Illusion et indécence
Car la réalité de l’électorat RN est connue : un sondage Elabe publié en novembre 2023 montre que 94 % des électeurs RN pensent qu’il y a trop d’immigrés en France. D’autres études établissent que cet électorat adhère aux préjugés racistes, antisémites et xénophobes dans une proportion notoirement supérieure aux autres électorats.
Or, tant que des citoyens penseront que les Noirs et les Arabes sont la source de leurs maux (et qu’ils constateront que cette pensée leur apporte de la commisération), ils resteront sourds aux propositions de tel ou tel parti, aussi « sociales » soient-elles. Bref, il est illusoire de vouloir séparer la lutte contre le racisme de la réponse aux problématiques des électeurs du RN frappés par les difficultés sociales.
Mais penser que l’on peut faire l’économie de la lutte contre le racisme pour contrer la dynamique électorale du RN n’est pas seulement illusoire. C’est également indécent : on n’abandonne pas la lutte pour un principe aussi structurant que l’égalité, sous prétexte qu’elle ne serait pas électoralement profitable.

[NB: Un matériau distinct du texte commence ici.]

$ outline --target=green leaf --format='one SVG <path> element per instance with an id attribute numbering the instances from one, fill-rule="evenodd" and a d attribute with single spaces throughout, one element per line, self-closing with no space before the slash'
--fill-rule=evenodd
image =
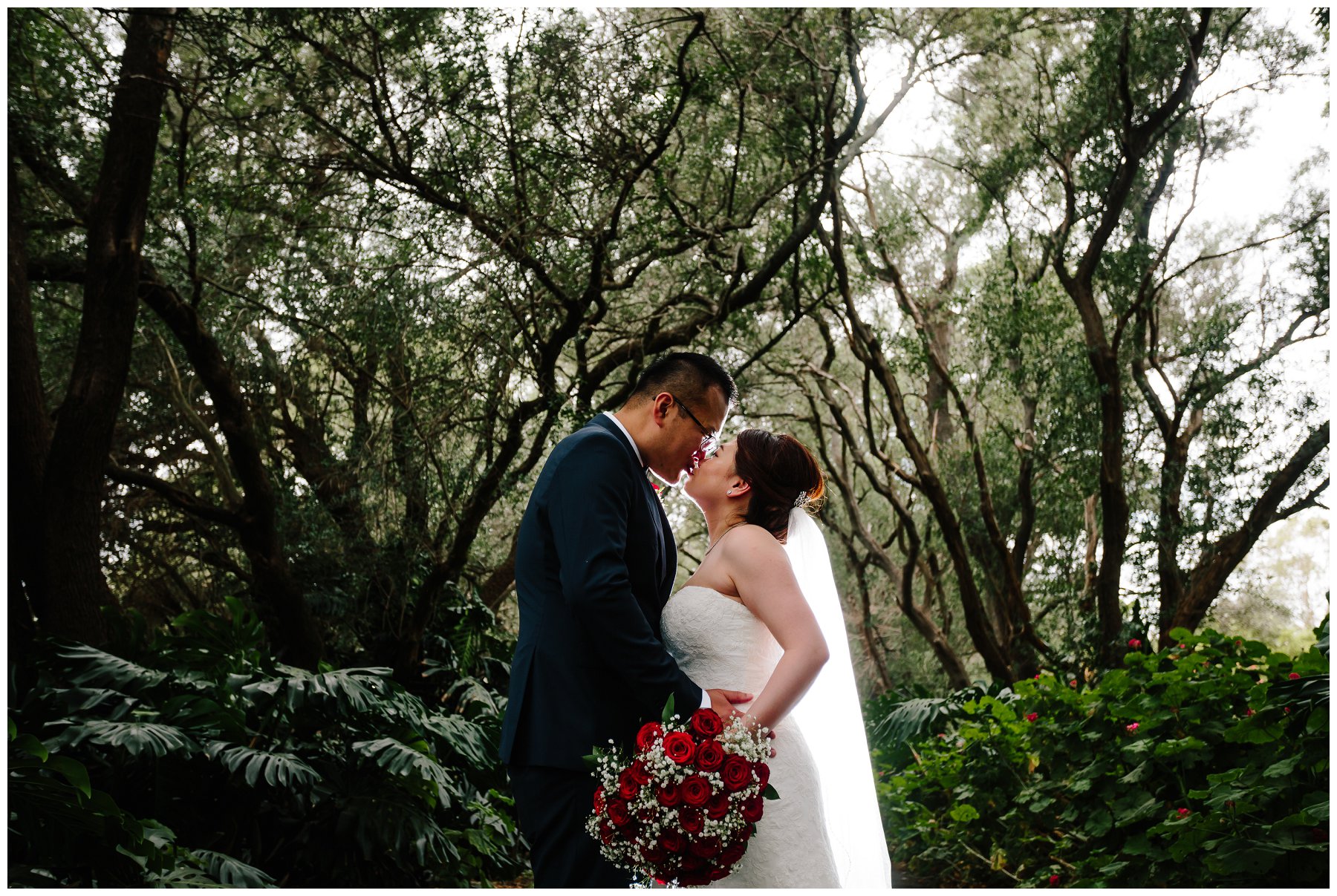
<path id="1" fill-rule="evenodd" d="M 239 859 L 233 859 L 222 852 L 210 849 L 191 849 L 190 855 L 198 859 L 206 873 L 223 887 L 277 887 L 274 879 L 254 865 L 247 865 Z"/>
<path id="2" fill-rule="evenodd" d="M 961 824 L 969 824 L 980 817 L 980 813 L 969 803 L 961 803 L 960 805 L 952 807 L 948 812 L 953 821 L 960 821 Z"/>
<path id="3" fill-rule="evenodd" d="M 28 756 L 35 756 L 43 762 L 47 761 L 47 745 L 32 734 L 19 734 L 17 737 L 11 737 L 9 740 L 13 741 L 13 748 L 16 750 L 27 753 Z"/>
<path id="4" fill-rule="evenodd" d="M 84 768 L 84 764 L 79 760 L 70 758 L 68 756 L 52 756 L 47 760 L 45 766 L 70 781 L 70 784 L 86 797 L 92 796 L 92 784 L 88 781 L 88 769 Z"/>
<path id="5" fill-rule="evenodd" d="M 416 777 L 441 785 L 453 784 L 449 773 L 431 756 L 421 753 L 393 737 L 357 741 L 353 750 L 370 757 L 376 764 L 400 777 Z"/>
<path id="6" fill-rule="evenodd" d="M 1286 758 L 1284 758 L 1284 760 L 1281 760 L 1278 762 L 1273 762 L 1271 765 L 1269 765 L 1263 770 L 1262 776 L 1263 777 L 1285 777 L 1286 774 L 1293 773 L 1296 770 L 1296 766 L 1300 762 L 1302 762 L 1304 758 L 1305 758 L 1304 753 L 1296 753 L 1294 756 L 1289 756 L 1289 757 L 1286 757 Z"/>
<path id="7" fill-rule="evenodd" d="M 321 781 L 320 773 L 293 753 L 277 753 L 251 746 L 214 741 L 206 750 L 229 772 L 241 772 L 247 787 L 261 778 L 270 787 L 310 788 Z"/>
<path id="8" fill-rule="evenodd" d="M 75 734 L 75 742 L 88 740 L 126 750 L 131 756 L 150 753 L 163 757 L 168 753 L 194 753 L 199 746 L 179 728 L 152 722 L 84 722 Z"/>

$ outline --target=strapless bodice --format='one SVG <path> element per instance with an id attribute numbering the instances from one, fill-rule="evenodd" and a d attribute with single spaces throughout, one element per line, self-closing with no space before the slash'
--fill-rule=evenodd
<path id="1" fill-rule="evenodd" d="M 751 610 L 702 585 L 686 585 L 670 597 L 660 625 L 678 668 L 702 688 L 759 694 L 782 653 Z"/>

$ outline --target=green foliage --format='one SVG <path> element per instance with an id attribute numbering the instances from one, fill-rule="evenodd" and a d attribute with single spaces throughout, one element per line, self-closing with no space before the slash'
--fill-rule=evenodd
<path id="1" fill-rule="evenodd" d="M 882 729 L 919 738 L 874 753 L 893 859 L 940 885 L 1325 884 L 1326 654 L 1171 634 L 1090 686 L 973 694 L 932 737 L 897 706 Z"/>
<path id="2" fill-rule="evenodd" d="M 457 887 L 523 871 L 495 692 L 472 680 L 485 698 L 429 708 L 389 669 L 285 666 L 230 604 L 127 656 L 41 645 L 36 685 L 11 700 L 12 881 Z"/>

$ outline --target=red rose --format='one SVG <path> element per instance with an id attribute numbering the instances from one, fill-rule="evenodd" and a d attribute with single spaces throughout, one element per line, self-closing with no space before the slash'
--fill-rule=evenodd
<path id="1" fill-rule="evenodd" d="M 719 855 L 719 837 L 698 837 L 691 844 L 691 855 L 714 859 Z"/>
<path id="2" fill-rule="evenodd" d="M 646 722 L 636 732 L 636 750 L 644 753 L 647 749 L 655 745 L 655 740 L 663 737 L 664 729 L 659 722 Z"/>
<path id="3" fill-rule="evenodd" d="M 719 741 L 702 741 L 697 746 L 697 768 L 702 772 L 714 772 L 725 761 L 725 748 Z"/>
<path id="4" fill-rule="evenodd" d="M 636 784 L 634 777 L 631 777 L 631 769 L 630 768 L 622 769 L 622 773 L 618 776 L 618 793 L 622 796 L 622 799 L 630 800 L 631 797 L 636 796 L 636 791 L 639 789 L 640 785 Z"/>
<path id="5" fill-rule="evenodd" d="M 706 805 L 710 797 L 710 782 L 699 774 L 693 774 L 682 782 L 682 801 L 687 805 Z"/>
<path id="6" fill-rule="evenodd" d="M 706 815 L 717 820 L 729 815 L 729 795 L 717 793 L 710 797 L 710 801 L 706 804 Z"/>
<path id="7" fill-rule="evenodd" d="M 670 782 L 655 791 L 655 799 L 659 800 L 659 805 L 671 808 L 682 803 L 682 792 L 677 784 Z"/>
<path id="8" fill-rule="evenodd" d="M 683 807 L 678 809 L 678 827 L 687 833 L 701 833 L 706 827 L 706 815 L 694 807 Z"/>
<path id="9" fill-rule="evenodd" d="M 627 811 L 627 803 L 618 797 L 608 800 L 608 819 L 619 828 L 631 821 L 631 812 Z"/>
<path id="10" fill-rule="evenodd" d="M 751 784 L 751 762 L 737 753 L 725 757 L 725 765 L 719 773 L 725 778 L 726 791 L 741 791 Z"/>
<path id="11" fill-rule="evenodd" d="M 687 732 L 671 732 L 664 734 L 664 756 L 678 765 L 686 765 L 697 754 L 697 742 Z"/>
<path id="12" fill-rule="evenodd" d="M 691 714 L 691 730 L 702 737 L 714 737 L 725 730 L 725 722 L 714 709 L 698 709 Z"/>
<path id="13" fill-rule="evenodd" d="M 757 772 L 757 777 L 761 778 L 761 789 L 766 789 L 766 784 L 770 782 L 770 766 L 765 762 L 753 764 L 753 770 Z"/>
<path id="14" fill-rule="evenodd" d="M 725 849 L 723 852 L 719 853 L 719 859 L 717 861 L 722 867 L 727 868 L 729 865 L 731 865 L 735 861 L 738 861 L 739 859 L 742 859 L 745 852 L 747 852 L 747 844 L 746 843 L 742 843 L 742 841 L 733 843 L 733 844 L 729 845 L 727 849 Z"/>

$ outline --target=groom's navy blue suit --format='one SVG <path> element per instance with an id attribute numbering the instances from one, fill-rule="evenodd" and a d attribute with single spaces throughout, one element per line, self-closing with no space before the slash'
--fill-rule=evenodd
<path id="1" fill-rule="evenodd" d="M 604 415 L 552 450 L 516 545 L 520 637 L 501 726 L 537 887 L 624 887 L 584 831 L 594 778 L 583 756 L 628 745 L 701 688 L 664 650 L 659 614 L 677 545 L 635 447 Z M 686 712 L 683 712 L 686 714 Z"/>

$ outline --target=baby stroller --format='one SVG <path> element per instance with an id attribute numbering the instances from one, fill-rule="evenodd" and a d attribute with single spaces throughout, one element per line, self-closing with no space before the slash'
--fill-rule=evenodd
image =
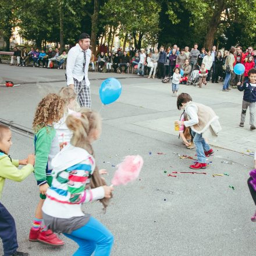
<path id="1" fill-rule="evenodd" d="M 189 77 L 186 85 L 197 86 L 200 77 L 199 70 L 197 70 L 197 69 L 194 70 L 192 71 L 192 73 Z"/>

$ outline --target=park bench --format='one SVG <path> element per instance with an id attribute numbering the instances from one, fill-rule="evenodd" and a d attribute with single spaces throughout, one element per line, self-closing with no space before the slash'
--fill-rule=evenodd
<path id="1" fill-rule="evenodd" d="M 0 63 L 2 63 L 2 59 L 1 59 L 1 56 L 2 55 L 9 55 L 12 56 L 13 55 L 13 52 L 5 52 L 5 51 L 0 51 Z M 7 61 L 6 61 L 6 63 L 7 63 Z"/>

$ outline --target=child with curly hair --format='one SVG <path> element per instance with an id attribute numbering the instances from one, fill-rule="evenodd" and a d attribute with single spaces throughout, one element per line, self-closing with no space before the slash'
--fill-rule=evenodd
<path id="1" fill-rule="evenodd" d="M 113 189 L 99 176 L 91 145 L 99 137 L 101 120 L 98 113 L 83 108 L 69 115 L 66 123 L 73 135 L 70 144 L 52 159 L 54 179 L 42 207 L 44 221 L 54 232 L 79 244 L 74 255 L 94 252 L 94 256 L 108 256 L 113 235 L 81 209 L 82 203 L 94 200 L 100 200 L 105 209 Z"/>
<path id="2" fill-rule="evenodd" d="M 64 244 L 51 230 L 42 226 L 42 206 L 46 191 L 51 185 L 52 158 L 59 152 L 59 140 L 54 127 L 64 113 L 65 102 L 59 95 L 49 94 L 38 104 L 33 123 L 35 132 L 35 177 L 39 186 L 40 200 L 35 210 L 29 240 L 59 246 Z"/>
<path id="3" fill-rule="evenodd" d="M 64 115 L 61 120 L 54 125 L 54 128 L 57 133 L 61 147 L 62 147 L 62 145 L 67 145 L 70 142 L 73 135 L 72 131 L 66 125 L 66 119 L 68 115 L 76 113 L 78 104 L 76 101 L 77 95 L 72 88 L 62 87 L 59 92 L 59 95 L 64 101 Z"/>

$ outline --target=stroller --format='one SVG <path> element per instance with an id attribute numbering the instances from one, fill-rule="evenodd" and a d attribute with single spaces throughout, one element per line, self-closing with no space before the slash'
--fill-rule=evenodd
<path id="1" fill-rule="evenodd" d="M 192 71 L 192 73 L 187 80 L 186 85 L 197 86 L 200 77 L 199 70 L 194 69 L 193 71 Z"/>

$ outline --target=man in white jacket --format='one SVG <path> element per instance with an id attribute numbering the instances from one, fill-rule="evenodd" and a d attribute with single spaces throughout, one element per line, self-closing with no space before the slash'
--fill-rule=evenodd
<path id="1" fill-rule="evenodd" d="M 212 66 L 212 58 L 211 56 L 211 52 L 209 51 L 207 53 L 207 55 L 205 55 L 202 59 L 202 62 L 205 65 L 205 68 L 207 69 L 208 73 L 207 75 L 207 81 L 209 81 L 211 79 L 211 69 Z"/>
<path id="2" fill-rule="evenodd" d="M 67 54 L 66 76 L 67 84 L 77 94 L 77 101 L 81 106 L 91 108 L 91 88 L 88 79 L 88 69 L 91 51 L 89 49 L 90 35 L 81 33 L 76 45 Z"/>

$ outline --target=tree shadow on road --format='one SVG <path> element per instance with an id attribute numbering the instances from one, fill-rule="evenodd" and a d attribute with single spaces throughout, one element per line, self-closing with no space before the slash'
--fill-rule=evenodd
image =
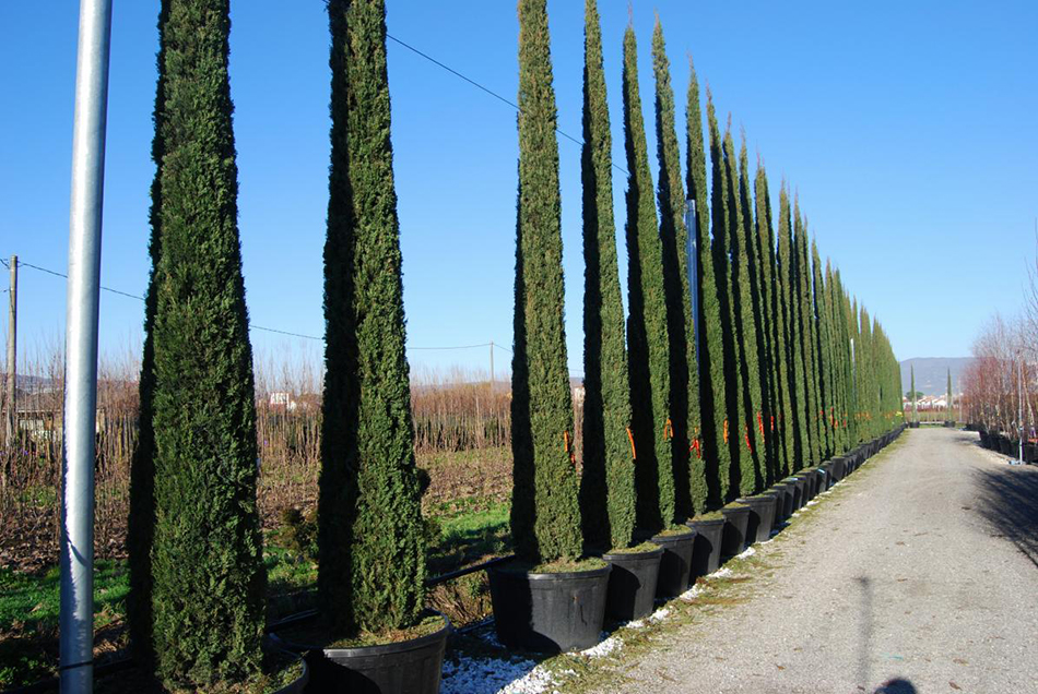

A cet égard, le champ de l’antiracisme souffre de réflexions que l’on s’interdirait à l’endroit d’autres champs de lutte. Il n’est pas rare de tomber sur des réflexions publiquement exprimées ignorant les conséquences du racisme (insultes, coups, discriminations…) pour se concentrer sur la misère sociale (précarité, « insécurité culturelle », sentiment de déclassement…) rencontrée par les racistes.
Aucune interrogation majeure
Imaginez ce que l’on dirait si une personne affirmait que les violences conjugales ne doivent pas mener à s’attarder sur les femmes qui en sont victimes, mais à réconforter les hommes qui les ont frappées et à répondre à leur misère existentielle, voire à trouver quelque légitimité à leur geste.